On Tue, Feb 18, 2014 at 9:34 AM, Samuel Klein <meta.sj@gmail.com> wrote:
Why do you want categories in the first place?  Why not extract
whatever semantic meaning you need (e.g., about genderbread) by
parsing the sentences in each article?

Because for most people gender is a private matter which never makes it into their article because being a private matter there are no reliable sources about it?

> Coming from a Western, English-language point of view it's very easy to
> create structures that declare groups of people such as fa'afafine incapable
> of existing.

... so many assumptions you just made there :-)

Yes, but I happen to know they're all true; because I was speaking of myself.
Why is this a problem?
The attribute "gender according to DNB" is a) useful historical data,
b) verifiable, and c) easy to add to wikidata.
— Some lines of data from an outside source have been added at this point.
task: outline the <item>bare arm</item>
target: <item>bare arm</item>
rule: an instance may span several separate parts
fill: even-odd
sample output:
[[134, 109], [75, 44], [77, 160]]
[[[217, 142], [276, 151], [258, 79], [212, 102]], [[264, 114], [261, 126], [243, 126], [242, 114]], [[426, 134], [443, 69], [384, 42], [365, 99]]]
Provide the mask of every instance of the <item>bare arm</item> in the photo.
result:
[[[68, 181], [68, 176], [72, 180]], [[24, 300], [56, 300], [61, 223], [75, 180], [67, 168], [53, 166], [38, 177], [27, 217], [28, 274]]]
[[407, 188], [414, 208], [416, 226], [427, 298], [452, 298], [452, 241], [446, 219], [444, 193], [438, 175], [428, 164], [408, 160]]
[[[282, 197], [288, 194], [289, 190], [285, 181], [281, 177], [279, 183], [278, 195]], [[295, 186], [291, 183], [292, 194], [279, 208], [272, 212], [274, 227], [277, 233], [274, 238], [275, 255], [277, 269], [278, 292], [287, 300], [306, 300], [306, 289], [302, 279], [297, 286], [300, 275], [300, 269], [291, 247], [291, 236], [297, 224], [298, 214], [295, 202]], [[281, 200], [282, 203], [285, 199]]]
I believe you can have
"DNB-gender" as one of the variations on the global "gender"
attribute.  Most articles (unless they are talking about the DNB
specifically) would likely refer to the global attribute.  But this
way you can have both datasets globally accessible.  Then after the
import is done, people can write bulk data-cleaning scripts to help
humans review those articles where the two differ.  And in cases where
there is a years-long edit war about what the global attribute should
be, you can keep track of what the input source-data is from various
I'm primarily an en.wiki editor and frankly don't care about wikidata, except as it affects en.wiki.

What I am sure of is that 'gender' on en.wiki defaulting to DNB-gender unless the individual has spoken about their gender in reliable sources is inappropriate. Not only does it breach WP:BLP, but by white-washing minorities it is a travesty of [[Wikipedia:Systemic bias]].